CAT CLOSED HER eyes when Javi kissed her, his hands warm on her cheeks. His lips were gentle, not at all what she’d expected. But what did she expect?
He pulled back, and she made a soft noise of disappointment. His thumbs stroked the skin underneath her eyes.
“Hey,” he whispered.
She opened her eyes. His were troubled and staring into hers. Maybe he didn’t think this was such a great idea. Maybe it wasn’t.
She released a long sigh. “If you don’t want—”
“Shh.” He smoothed a tangle of hair away from her forehead. “Oh, I want. You must know I do.”
“But?” she prompted.
He shook his head. “No buts. Definitely no buts.”
He yanked off his T-shirt and spread it on the ground.
She pulled off her own and placed it beside his. Her nipples peaked when the rain-cooled air met her flesh. She was once again nude and exposed to him.
As she lay down on the soft cotton, she heard the sound of a zipper releasing. When she gazed up at Javi, he’d come to his knees and stared down at her with a strange smile. He’d removed his shorts, and his tented briefs revealed all too clearly that he did indeed want her.
Relieved and longing for his warmth, she raised her arm, beckoning him to join her on the floor.
He lay beside her, and raised his hips to slide off his briefs. His erection sprung to life, and she reached out to touch him. He was solid and warm.
He groaned and rolled onto his side, removing himself from her reach. Before she could worry about why, he propped his head on a bent elbow and began caressing her right breast.
“We’re not drunk tonight,” he said. He smoothed his hand over to her left nipple.
She inhaled deeply, pushing herself farther into his touch. “Good thing.”
“But you’re frightened.”
“Not of you,” she said. “Not anymore.”
His gaze shifted to her face. “You were afraid of me?”
She raised her hand to his earring. “My dangerous buccaneer.”
He laughed softly, and slid his hand lower, leaving a trail of sensation across the flesh of her abdomen.
“I need to touch you everywhere,” he said.
She swallowed and nodded. She closed her eyes, allowing herself to fully relish the pleasure his words and hands created.
“You know, I think I was half-afraid of you, too,” he said.
Startled, she opened her eyes. What an outrageous concept. “You were afraid of me?” she whispered.
He nodded. His gaze traveled lower on her anatomy, and his fingers followed in gentle inquiry.
She took a deep breath, finding it hard to focus, yet intensely curious. “Why?”
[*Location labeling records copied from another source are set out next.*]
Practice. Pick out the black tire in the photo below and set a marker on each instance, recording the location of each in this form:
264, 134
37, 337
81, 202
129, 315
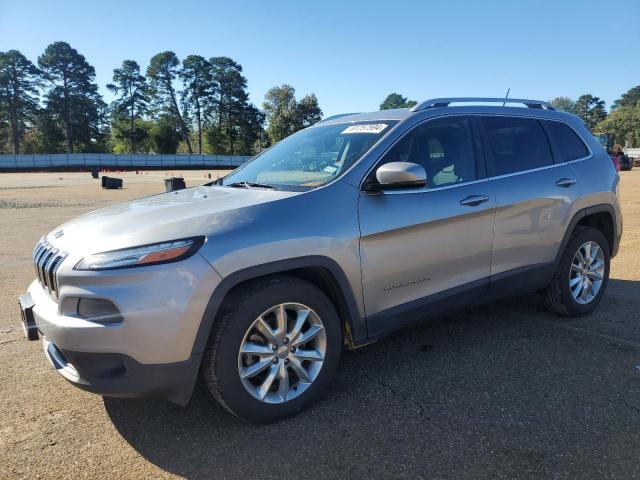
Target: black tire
557, 296
238, 312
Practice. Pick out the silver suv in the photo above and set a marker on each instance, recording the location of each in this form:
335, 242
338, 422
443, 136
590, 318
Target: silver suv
337, 235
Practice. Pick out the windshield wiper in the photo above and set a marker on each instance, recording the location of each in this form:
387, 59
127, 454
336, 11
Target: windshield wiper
251, 185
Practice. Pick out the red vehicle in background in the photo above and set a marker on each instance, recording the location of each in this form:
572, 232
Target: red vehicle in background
616, 162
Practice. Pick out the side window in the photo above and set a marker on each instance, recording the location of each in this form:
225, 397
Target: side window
566, 143
444, 147
516, 144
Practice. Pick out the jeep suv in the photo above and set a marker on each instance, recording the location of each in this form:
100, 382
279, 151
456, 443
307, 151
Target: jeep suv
330, 239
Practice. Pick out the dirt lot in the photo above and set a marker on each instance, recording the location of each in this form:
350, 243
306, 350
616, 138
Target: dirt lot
506, 390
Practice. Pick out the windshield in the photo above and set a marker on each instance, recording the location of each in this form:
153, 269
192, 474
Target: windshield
311, 157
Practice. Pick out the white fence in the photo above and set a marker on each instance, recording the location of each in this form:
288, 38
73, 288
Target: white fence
103, 160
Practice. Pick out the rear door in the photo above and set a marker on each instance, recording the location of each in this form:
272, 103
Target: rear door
534, 195
424, 250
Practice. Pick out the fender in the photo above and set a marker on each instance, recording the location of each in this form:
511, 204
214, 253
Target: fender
355, 321
580, 214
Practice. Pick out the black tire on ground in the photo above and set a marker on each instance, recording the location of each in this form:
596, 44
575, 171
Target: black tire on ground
238, 312
557, 297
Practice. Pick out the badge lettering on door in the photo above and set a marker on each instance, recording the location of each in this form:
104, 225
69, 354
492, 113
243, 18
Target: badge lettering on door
393, 286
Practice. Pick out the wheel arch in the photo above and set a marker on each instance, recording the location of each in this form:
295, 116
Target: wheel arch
601, 217
323, 272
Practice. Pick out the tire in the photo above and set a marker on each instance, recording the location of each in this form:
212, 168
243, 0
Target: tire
558, 296
238, 326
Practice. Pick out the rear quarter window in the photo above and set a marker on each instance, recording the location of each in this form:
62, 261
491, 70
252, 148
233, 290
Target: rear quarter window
516, 144
567, 144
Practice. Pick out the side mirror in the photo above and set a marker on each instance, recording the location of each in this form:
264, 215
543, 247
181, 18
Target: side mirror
400, 175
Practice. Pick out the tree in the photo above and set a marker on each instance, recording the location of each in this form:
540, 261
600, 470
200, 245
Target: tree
196, 77
234, 125
19, 82
624, 123
395, 100
563, 104
162, 71
285, 115
309, 111
628, 99
73, 99
164, 135
591, 109
133, 99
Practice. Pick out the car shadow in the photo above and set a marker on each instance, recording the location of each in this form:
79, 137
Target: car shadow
404, 406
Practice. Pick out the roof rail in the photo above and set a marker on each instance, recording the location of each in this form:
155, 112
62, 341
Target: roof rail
444, 102
334, 117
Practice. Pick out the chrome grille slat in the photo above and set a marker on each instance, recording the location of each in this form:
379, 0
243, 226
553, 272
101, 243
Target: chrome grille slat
47, 260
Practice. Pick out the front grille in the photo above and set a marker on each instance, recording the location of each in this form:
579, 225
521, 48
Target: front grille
47, 259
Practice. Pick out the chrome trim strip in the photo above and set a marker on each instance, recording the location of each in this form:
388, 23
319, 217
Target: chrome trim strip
428, 189
444, 102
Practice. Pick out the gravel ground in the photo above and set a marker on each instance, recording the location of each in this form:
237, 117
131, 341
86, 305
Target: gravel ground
506, 390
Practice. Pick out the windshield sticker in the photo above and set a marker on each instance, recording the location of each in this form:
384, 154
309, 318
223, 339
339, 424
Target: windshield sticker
374, 128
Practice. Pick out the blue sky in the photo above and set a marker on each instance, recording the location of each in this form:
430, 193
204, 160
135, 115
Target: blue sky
351, 54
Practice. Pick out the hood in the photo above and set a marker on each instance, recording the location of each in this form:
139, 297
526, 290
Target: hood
168, 216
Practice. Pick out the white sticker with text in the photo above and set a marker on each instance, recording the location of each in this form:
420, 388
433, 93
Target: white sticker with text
366, 128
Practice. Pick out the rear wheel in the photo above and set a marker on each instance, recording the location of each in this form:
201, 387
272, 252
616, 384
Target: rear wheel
582, 275
274, 349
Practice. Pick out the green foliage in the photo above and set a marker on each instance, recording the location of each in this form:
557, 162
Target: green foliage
628, 99
233, 124
165, 135
196, 78
590, 109
624, 123
162, 72
128, 137
285, 115
72, 99
563, 104
130, 105
19, 82
395, 100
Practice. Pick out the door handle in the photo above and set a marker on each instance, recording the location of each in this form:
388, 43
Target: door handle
566, 182
473, 200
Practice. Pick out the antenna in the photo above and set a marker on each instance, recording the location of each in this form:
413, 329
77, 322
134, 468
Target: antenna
506, 96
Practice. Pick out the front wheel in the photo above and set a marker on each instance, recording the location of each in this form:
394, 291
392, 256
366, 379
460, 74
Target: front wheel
582, 274
274, 349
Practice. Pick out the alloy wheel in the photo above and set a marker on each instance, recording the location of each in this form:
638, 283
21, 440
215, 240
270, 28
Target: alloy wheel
282, 353
587, 272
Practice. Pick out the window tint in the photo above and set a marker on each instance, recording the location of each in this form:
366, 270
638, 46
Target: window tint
566, 143
443, 147
516, 144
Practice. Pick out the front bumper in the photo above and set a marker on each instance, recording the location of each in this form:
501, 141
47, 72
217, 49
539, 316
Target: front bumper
117, 375
149, 353
161, 309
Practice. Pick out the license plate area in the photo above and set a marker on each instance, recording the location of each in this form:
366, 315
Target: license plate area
28, 321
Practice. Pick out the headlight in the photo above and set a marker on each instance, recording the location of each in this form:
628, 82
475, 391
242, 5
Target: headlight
144, 255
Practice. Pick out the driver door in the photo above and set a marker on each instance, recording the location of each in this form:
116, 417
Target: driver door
426, 250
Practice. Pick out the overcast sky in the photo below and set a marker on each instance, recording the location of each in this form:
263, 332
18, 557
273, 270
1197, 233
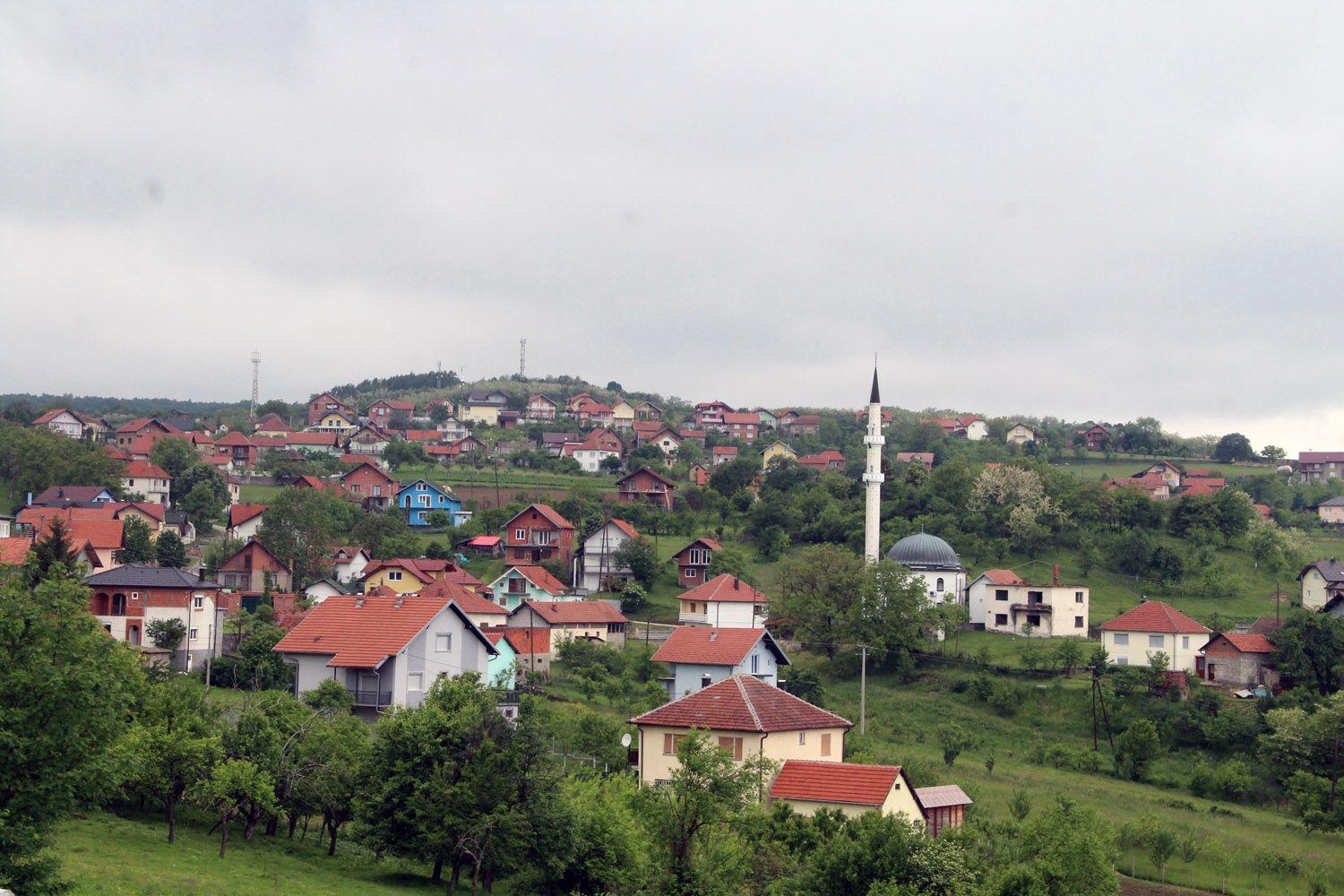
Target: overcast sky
1081, 210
“You don’t know how beautiful you are, Cat. That’s a dangerous attribute in a woman.”
A quicksilver flush of pleasure warmed her. “I like it when you use my real name,” she murmured.
He leaned down and parted her lips with his, and she forgot whatever they’d been discussing. His tongue probed her mouth while his questing fingers did marvelous things to her insides, dissolving any last boundaries or hesitation.
“Look at me,” he said.
She opened her eyes and met his penetrating gaze. Surely he wouldn’t stop now. He couldn’t.
He rolled on top of her, poised just outside her, ready for entry.
“Javi,” she breathed. She’d beg, if she had to.
“You aren’t going to die tonight,” he promised, his gaze locked with hers. He thrust into her, filling her totally. She closed her eyes again when he began a slow, sensual rhythm, and she lost herself completely.
* * *
JAVI CAME BACK to his senses gradually, becoming aware of Irish beneath him, soft and warm, the harsh quickness of their breath. The grit on the flooring beneath them.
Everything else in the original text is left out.